Cela fait naître «l’espoir qu’une nouvelle dynamique pouvant répondre aux aspirations du peuple puisse s’engager», a d’ailleurs estimé Jean-Yves Le Drian, le ministre français des Affaires étrangères. Car derrière le départ annoncé du dirigeant de 82 ans, la volonté affichée est la suivante : amorcer une transition transparente. La nouvelle Constitution annoncée, dont les contours ne sont pas encore connus, pourrait également répondre à un besoin de changement du système actuel, dont une partie de la population ne veut plus.
Cependant, pour certains, la méfiance persiste à cause de la décision de repousser l’élection présidentielle, ce qui prolonge de facto le mandat d’Abdelaziz Bouteflika jusqu’à une date inconnue. Selon son message au peuple dévoilé lundi, il faudra en effet attendre la fin d’une «Conférence nationale», prévue pour la fin 2019.

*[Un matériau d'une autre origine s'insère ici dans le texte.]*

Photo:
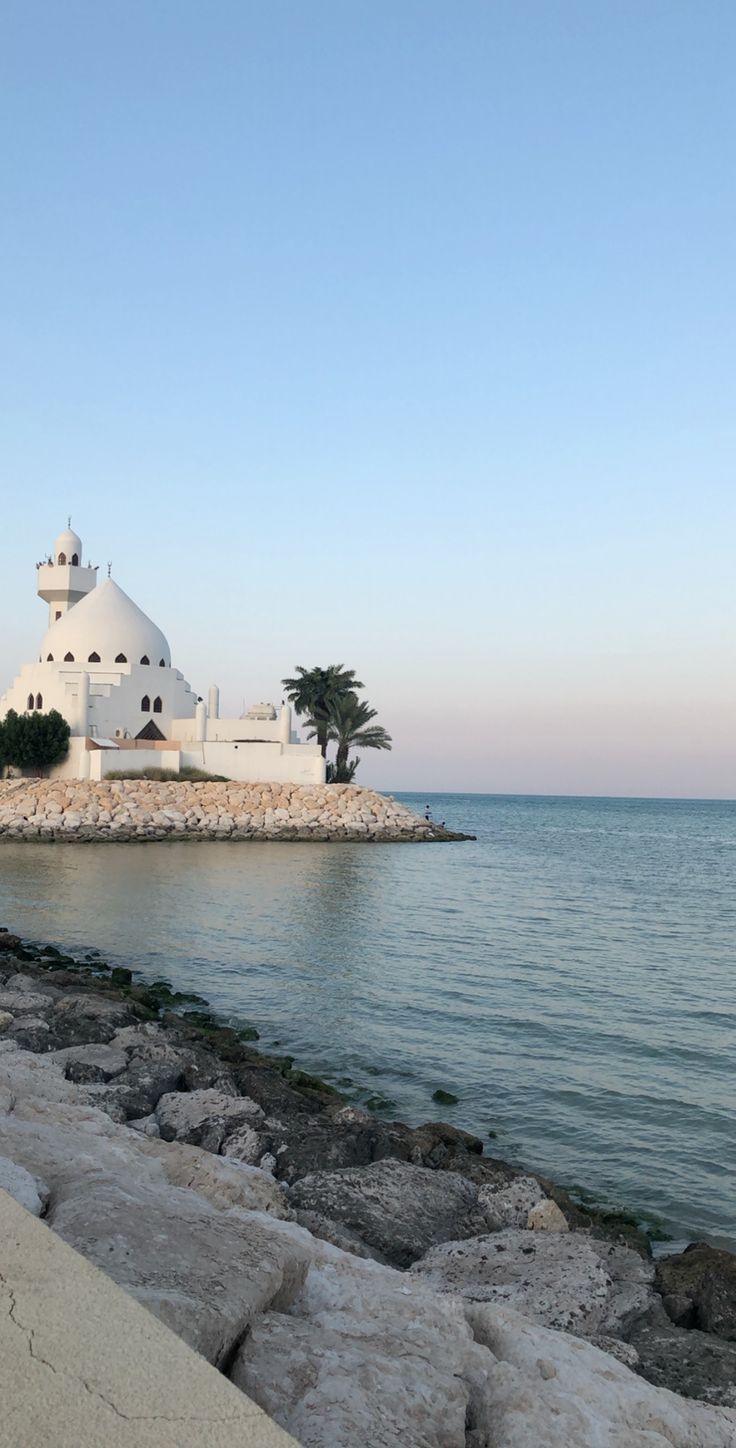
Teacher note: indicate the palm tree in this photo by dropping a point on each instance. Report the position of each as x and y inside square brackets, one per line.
[316, 691]
[349, 727]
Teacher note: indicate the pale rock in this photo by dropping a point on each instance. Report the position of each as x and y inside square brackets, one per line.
[29, 1190]
[206, 1117]
[396, 1208]
[509, 1204]
[555, 1279]
[541, 1389]
[245, 1144]
[367, 1358]
[546, 1217]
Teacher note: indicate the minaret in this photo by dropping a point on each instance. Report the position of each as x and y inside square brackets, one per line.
[63, 579]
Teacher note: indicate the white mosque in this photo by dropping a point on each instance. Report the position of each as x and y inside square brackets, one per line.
[107, 669]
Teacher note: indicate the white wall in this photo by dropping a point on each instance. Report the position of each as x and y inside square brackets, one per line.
[258, 763]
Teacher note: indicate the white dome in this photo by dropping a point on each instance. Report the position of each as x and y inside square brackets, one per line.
[109, 624]
[68, 543]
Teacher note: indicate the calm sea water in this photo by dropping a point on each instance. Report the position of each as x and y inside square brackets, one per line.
[570, 976]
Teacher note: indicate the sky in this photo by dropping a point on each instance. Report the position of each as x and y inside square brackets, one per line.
[391, 333]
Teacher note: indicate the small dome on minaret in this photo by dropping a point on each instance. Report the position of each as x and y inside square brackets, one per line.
[67, 549]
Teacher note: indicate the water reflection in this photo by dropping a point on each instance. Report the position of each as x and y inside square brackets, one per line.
[568, 975]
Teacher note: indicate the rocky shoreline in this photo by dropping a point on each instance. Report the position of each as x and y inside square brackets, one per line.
[365, 1282]
[144, 810]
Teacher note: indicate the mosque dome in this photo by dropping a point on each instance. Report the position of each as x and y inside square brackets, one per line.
[67, 548]
[106, 627]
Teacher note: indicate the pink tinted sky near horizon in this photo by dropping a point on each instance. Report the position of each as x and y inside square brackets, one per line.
[393, 336]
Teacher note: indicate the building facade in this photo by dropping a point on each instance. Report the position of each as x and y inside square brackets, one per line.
[107, 669]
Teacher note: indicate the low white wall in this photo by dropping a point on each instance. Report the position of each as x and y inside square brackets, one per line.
[258, 763]
[84, 1366]
[109, 760]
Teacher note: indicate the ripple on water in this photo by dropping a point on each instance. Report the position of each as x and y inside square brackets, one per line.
[570, 975]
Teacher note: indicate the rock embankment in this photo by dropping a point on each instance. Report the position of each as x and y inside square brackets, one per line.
[203, 810]
[364, 1282]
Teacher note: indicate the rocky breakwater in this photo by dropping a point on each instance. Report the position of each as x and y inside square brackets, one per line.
[154, 810]
[367, 1283]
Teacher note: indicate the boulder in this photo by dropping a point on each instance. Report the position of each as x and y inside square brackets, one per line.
[507, 1204]
[364, 1358]
[538, 1387]
[546, 1217]
[687, 1361]
[223, 1182]
[205, 1118]
[699, 1289]
[205, 1272]
[90, 1063]
[559, 1280]
[29, 1190]
[396, 1208]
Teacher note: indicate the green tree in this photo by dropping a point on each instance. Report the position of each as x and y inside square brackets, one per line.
[315, 692]
[349, 727]
[34, 742]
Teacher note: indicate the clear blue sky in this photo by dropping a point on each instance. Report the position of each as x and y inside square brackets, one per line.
[399, 335]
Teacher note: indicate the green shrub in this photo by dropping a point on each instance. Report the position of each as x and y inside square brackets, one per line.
[34, 742]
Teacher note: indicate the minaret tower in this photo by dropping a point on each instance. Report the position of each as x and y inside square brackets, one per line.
[63, 579]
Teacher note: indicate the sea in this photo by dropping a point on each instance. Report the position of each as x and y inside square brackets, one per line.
[568, 976]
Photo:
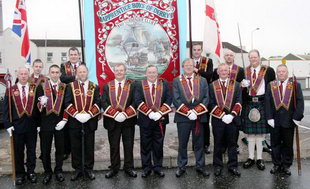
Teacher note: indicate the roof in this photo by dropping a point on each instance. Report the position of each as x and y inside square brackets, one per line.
[57, 43]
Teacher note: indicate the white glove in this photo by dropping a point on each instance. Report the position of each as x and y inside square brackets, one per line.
[271, 122]
[229, 118]
[192, 116]
[10, 130]
[157, 116]
[245, 83]
[120, 117]
[225, 119]
[60, 125]
[296, 122]
[151, 115]
[43, 100]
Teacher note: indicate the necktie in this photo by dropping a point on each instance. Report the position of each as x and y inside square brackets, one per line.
[83, 91]
[281, 90]
[190, 83]
[153, 91]
[119, 91]
[55, 89]
[224, 89]
[24, 98]
[253, 93]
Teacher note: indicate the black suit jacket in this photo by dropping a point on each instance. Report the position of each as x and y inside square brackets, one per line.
[64, 77]
[25, 123]
[240, 75]
[49, 122]
[144, 120]
[284, 118]
[109, 123]
[91, 124]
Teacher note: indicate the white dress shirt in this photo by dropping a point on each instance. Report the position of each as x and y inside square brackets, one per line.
[261, 88]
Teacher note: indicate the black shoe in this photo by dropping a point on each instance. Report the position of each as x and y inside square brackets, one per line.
[159, 173]
[111, 174]
[276, 169]
[249, 163]
[146, 173]
[131, 173]
[260, 164]
[234, 172]
[207, 150]
[19, 180]
[47, 178]
[76, 175]
[203, 172]
[286, 171]
[66, 156]
[179, 172]
[218, 171]
[59, 177]
[32, 177]
[90, 174]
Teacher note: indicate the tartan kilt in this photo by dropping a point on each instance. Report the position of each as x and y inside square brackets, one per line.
[249, 127]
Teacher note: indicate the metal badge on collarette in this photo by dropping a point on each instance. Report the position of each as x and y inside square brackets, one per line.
[254, 115]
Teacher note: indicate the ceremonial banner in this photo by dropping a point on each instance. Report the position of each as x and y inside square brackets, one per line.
[137, 33]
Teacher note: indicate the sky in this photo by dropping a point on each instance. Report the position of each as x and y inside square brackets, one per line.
[284, 24]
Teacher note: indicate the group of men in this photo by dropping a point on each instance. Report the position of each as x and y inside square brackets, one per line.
[66, 106]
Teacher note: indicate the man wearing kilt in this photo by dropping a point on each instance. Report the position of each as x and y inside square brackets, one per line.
[225, 106]
[190, 98]
[53, 119]
[153, 98]
[204, 68]
[284, 110]
[257, 77]
[120, 118]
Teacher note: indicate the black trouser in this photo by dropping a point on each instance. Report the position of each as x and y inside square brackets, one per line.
[224, 136]
[67, 141]
[127, 133]
[29, 140]
[282, 140]
[46, 146]
[76, 148]
[184, 130]
[152, 141]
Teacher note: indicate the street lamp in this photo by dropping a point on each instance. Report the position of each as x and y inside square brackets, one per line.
[252, 37]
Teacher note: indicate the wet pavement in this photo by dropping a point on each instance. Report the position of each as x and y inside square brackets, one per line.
[250, 178]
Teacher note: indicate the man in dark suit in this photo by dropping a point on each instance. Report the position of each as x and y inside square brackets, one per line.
[120, 119]
[204, 68]
[153, 98]
[82, 102]
[23, 126]
[283, 113]
[257, 77]
[68, 75]
[225, 106]
[53, 119]
[190, 98]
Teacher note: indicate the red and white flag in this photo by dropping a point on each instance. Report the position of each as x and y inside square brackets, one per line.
[212, 41]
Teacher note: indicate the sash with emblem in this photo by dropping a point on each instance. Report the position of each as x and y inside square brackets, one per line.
[278, 99]
[53, 105]
[254, 85]
[119, 104]
[82, 101]
[22, 108]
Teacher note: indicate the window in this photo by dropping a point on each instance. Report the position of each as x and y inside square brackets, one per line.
[49, 57]
[63, 57]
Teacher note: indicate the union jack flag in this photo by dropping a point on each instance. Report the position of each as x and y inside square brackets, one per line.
[20, 27]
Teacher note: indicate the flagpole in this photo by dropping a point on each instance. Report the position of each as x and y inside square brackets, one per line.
[241, 46]
[190, 27]
[81, 30]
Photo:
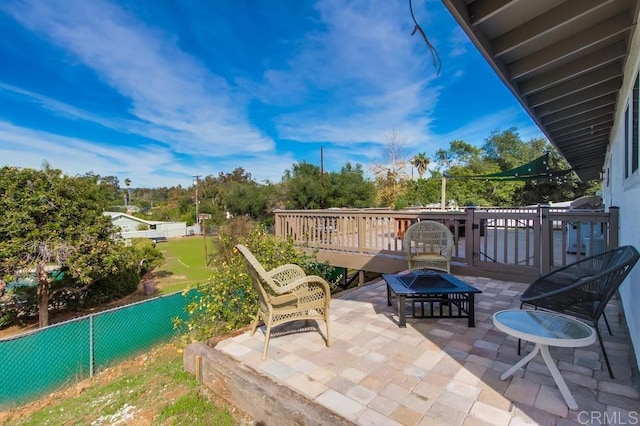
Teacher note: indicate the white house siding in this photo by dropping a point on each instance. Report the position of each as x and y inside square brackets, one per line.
[129, 227]
[625, 193]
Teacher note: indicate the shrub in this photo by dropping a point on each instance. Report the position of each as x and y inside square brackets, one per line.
[228, 301]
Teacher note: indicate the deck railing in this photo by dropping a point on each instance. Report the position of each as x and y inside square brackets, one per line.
[510, 243]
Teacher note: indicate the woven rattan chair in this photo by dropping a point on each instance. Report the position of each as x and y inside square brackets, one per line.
[428, 245]
[583, 289]
[286, 294]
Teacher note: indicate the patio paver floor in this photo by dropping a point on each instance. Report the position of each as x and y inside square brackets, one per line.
[439, 371]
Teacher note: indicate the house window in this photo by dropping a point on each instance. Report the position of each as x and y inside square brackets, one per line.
[626, 143]
[631, 133]
[635, 112]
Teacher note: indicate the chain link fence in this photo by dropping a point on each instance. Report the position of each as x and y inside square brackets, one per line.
[39, 362]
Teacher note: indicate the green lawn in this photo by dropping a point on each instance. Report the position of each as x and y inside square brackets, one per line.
[184, 264]
[150, 389]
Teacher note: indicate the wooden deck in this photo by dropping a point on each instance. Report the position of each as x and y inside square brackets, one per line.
[433, 372]
[509, 244]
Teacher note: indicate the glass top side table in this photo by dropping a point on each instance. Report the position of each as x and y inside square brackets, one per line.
[544, 329]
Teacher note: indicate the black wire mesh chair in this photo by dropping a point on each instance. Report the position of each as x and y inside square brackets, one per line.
[583, 289]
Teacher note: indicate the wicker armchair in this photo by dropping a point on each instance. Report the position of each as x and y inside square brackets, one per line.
[428, 245]
[286, 294]
[583, 288]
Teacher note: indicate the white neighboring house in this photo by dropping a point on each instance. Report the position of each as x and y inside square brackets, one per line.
[130, 227]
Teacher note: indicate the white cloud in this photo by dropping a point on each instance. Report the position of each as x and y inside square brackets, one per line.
[145, 166]
[366, 72]
[172, 95]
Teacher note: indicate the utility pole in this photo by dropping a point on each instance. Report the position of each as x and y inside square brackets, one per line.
[196, 180]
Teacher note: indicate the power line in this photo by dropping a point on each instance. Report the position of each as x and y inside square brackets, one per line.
[196, 180]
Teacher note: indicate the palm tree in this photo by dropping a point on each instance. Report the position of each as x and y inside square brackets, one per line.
[127, 200]
[421, 162]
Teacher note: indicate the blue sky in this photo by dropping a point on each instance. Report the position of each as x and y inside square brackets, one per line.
[159, 91]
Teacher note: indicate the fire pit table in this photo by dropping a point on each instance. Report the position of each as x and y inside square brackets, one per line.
[431, 295]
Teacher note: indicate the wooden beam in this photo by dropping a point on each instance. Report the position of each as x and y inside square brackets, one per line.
[582, 136]
[576, 103]
[481, 10]
[572, 46]
[591, 115]
[553, 20]
[575, 85]
[605, 121]
[566, 72]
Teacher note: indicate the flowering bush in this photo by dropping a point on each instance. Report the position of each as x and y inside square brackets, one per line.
[228, 301]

«Cette notion de retrait visait [...] à créer le sentiment d’une victoire. Mais le fait que le président se soit autoproclamé garant de ce processus a vidé ses propositions de leur substance», explique Louisa Dris-Aït Hamadouche, enseignante en sciences politiques à l’Université Alger 3. Les manifestants redoutent donc que la présidence ne cherche juste à gagner du temps. Une hypothèse bien loin des espoirs de démocratie qui traversent le pays. Des milliers d’étudiants sont donc sortis dans les rues dès le 11 mars pour contester les propositions du président algérien, tandis que des appels à défiler le 15, premier jour du week-end, fleurissent sur les réseaux sociaux.
Pas de chaos en vue
Si la crise politique risque fort de se poursuivre dans les semaines à venir, un effondrement du pays, comme ce fut le cas ailleurs dans la région durant les Printemps arabes de 2011, paraît peu probable. En effet, l’Algérie est, malgré une dépendance aux hydrocarbures, la plus riche nation du Maghreb et la quatrième sur le continent. Elle connaît également une relative paix sociale qui stabilise le pays, quand ses voisins sont en crise.
Un équilibre aidé par le clientélisme. «Il y a des redistributions de richesses aux syndicats, ou des postes politiques promis à des personnalités pour contrôler le pays», explique Brahim Oumansour, chercheur à l’Iris et spécialiste de l’Algérie. Enfin, le calme des manifestations montre une volonté de ne pas tomber dans l'insurrection. Avec en mémoire le douloureux souvenir de la guerre civile, qui a fait des dizaines de milliers de morts entre 1991 et 2002.